I had tentative hopes for the conclusion of Doctor Who series 10. World Enough and Time had teed up the possibility of an entertaining adventure, featuring not one but two Masters, and the Doctor in an epic battle with the Cybermen. Instead … we ended up with quite a lot of recycled ideas and themes, which did not result in a terribly satisfying conclusion.
It’s an enormous pity, because the first forty minutes of The Doctor Falls are superb. The tension builds wonderfully, and while both John Simm’s Master and Michelle Gomez’s Missy are criminally underused, they steal just about every scene that they appear in. And Bill, supposedly consigned to a fate worse than death, manages to retain her character in a beautifully directed story, capturing Bill’s character fighting her supposed Cyber-conversion. All wonderful elements … so what went wrong?
In short? Too many recycled tropes. We had the Doctor facing against an unstoppable force with death apparently the only answer … pretty much like The Parting of the Ways and The Time of the Doctor. We had a companion ‘saved’ by the power of … love? Lust? Being fancied a bit? Either way, the return of Bill’s love interest Heather from The Pilot was distinctly underwhelming, echoing Moffat’s unwillingness to kill off Clara at the end of Season 9, and is perhaps the series worst use of Deus Ex Machina to rescue a companion. Rather like with Extremis, but also Hell Bent, if death doesn’t mean death, it loses all of the emotional impact. It was a massive, disappointing cop out.
I also must profess to disappointment with the fate of the two Time Lords.

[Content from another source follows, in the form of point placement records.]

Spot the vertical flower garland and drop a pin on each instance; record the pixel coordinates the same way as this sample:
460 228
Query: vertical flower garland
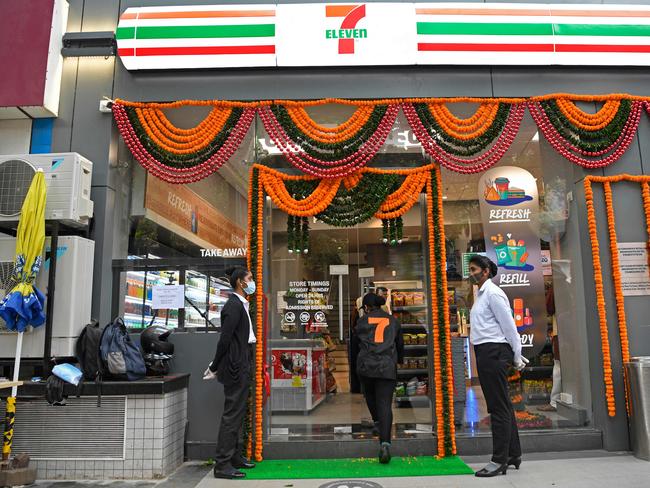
616 274
645 192
251 258
442 339
448 371
600 300
644 182
261 335
434 271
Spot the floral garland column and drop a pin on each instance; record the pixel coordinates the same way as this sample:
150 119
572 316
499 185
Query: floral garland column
600 300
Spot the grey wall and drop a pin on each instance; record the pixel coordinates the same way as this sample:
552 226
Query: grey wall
82 128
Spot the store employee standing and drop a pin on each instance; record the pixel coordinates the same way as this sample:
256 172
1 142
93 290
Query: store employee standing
231 366
497 346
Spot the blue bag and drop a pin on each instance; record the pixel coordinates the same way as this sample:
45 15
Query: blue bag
121 358
67 372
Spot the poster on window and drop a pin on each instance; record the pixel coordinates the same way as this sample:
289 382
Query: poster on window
509 206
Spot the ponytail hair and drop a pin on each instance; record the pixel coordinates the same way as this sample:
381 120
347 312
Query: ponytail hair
484 262
235 274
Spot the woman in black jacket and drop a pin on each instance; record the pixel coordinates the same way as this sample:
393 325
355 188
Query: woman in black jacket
381 349
232 367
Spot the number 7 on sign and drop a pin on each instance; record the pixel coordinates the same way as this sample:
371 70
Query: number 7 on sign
381 323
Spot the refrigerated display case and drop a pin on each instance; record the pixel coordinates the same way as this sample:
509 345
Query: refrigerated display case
298 375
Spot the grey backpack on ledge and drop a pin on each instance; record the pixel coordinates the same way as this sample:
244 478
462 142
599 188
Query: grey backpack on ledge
121 358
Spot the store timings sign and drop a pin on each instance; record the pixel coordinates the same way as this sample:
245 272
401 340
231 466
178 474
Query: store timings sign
509 204
383 34
306 305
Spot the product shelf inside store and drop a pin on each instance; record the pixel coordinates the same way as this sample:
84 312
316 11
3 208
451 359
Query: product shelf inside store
414 372
408 308
414 400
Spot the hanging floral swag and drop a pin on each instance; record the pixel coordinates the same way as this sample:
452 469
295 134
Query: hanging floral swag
346 201
644 182
464 145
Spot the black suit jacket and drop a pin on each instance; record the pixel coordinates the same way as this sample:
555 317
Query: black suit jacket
232 359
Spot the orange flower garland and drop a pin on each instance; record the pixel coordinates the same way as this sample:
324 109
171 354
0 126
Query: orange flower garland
588 121
261 337
616 274
465 129
600 300
447 342
330 135
644 181
436 333
646 205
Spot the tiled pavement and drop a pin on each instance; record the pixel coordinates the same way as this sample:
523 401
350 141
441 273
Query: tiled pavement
593 469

I know some fans thought it perfect that Missy and the Master ended up killing each other; I found it beyond credulity that the Master, obsessed with keeping himself alive, would take his own life. That one didn’t scan for me. Whereas the Doctor laying down his life … I have no difficulty believing given his past history, but find a little surprising given that the Doctor usually finds a way to escape; it sometimes feels like Moffat and the team have got into a lazy stereotype of forcing the Doctor to conclude he has to lay down his life to save the day.

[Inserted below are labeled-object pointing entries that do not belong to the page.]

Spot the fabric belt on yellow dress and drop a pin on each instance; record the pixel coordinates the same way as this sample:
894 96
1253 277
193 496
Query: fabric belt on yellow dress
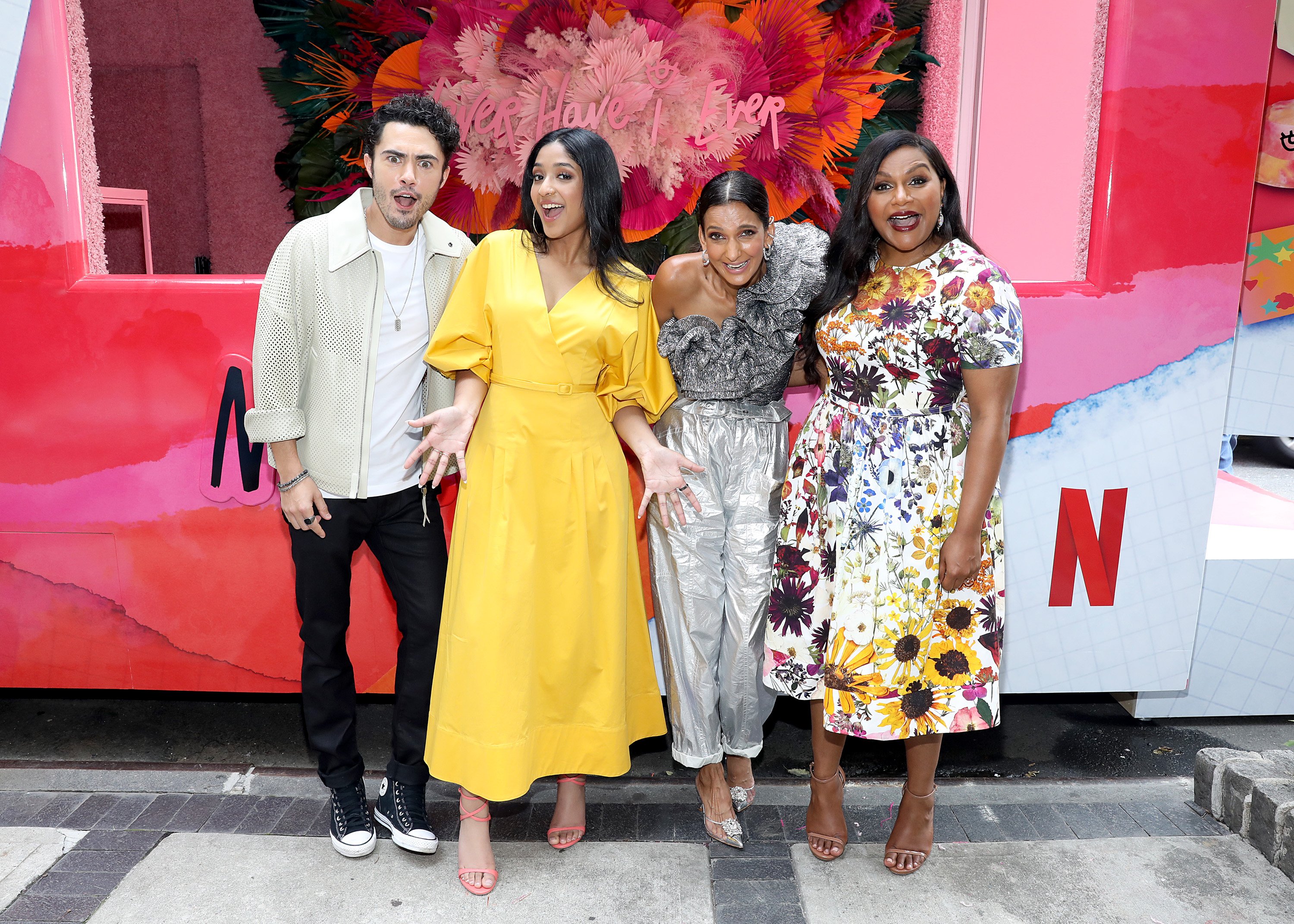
563 388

In all though – I did enjoy most of the episode, and I cannot fault any of the main cast. Peter Capaldi and Pearl Mackie have both demonstrated that they deserved a further season beyond this one – that they have to leave now, and in such a hamfisted fashion, is incredibly short sighted by the BBC. Missy has grown on me, and this story has helped to cement the idea that her character was on a journey rather than a pure reflection of previous Masters, and even Nardole proved an enjoyable addition to the TARDIS crew. I do finish this season incredibly frustrated however, because there was so much potential – a superb cast, and some really clever ideas. The final product however felt like it needed a second draft – it seemed rushed rather than polished. For that reason, even though I much prefer Bill to Clara, and Peter Capaldi has been without parallel in this season, I think I prefer Season 9 for the strength of the stories.
All of this however pales when one considers the final five minutes of the story, where Capaldi arrives alone in a snowy landscape, fighting off an impending regeneration, only to encounter … his very first incarnation! Portrayed by David Bradley, who played William Hartnell in the 50th Anniversary docu-drama An Adventure in Space and Time, the BBC confirmed that the Christmas Special, Capaldi’s final episode, would feature both the first and twelfth Doctors together. Sadly, as with World Enough and Time, the reveal was forecast by others – a further painful reminder that spoilers can get in the way of enjoyable reveals. I’m pleased to say though that even anticipating this may happen did not diminish the sheer excitement of seeing the first Doctor on our screens again. I’m looking forward to Christmas with great excitement!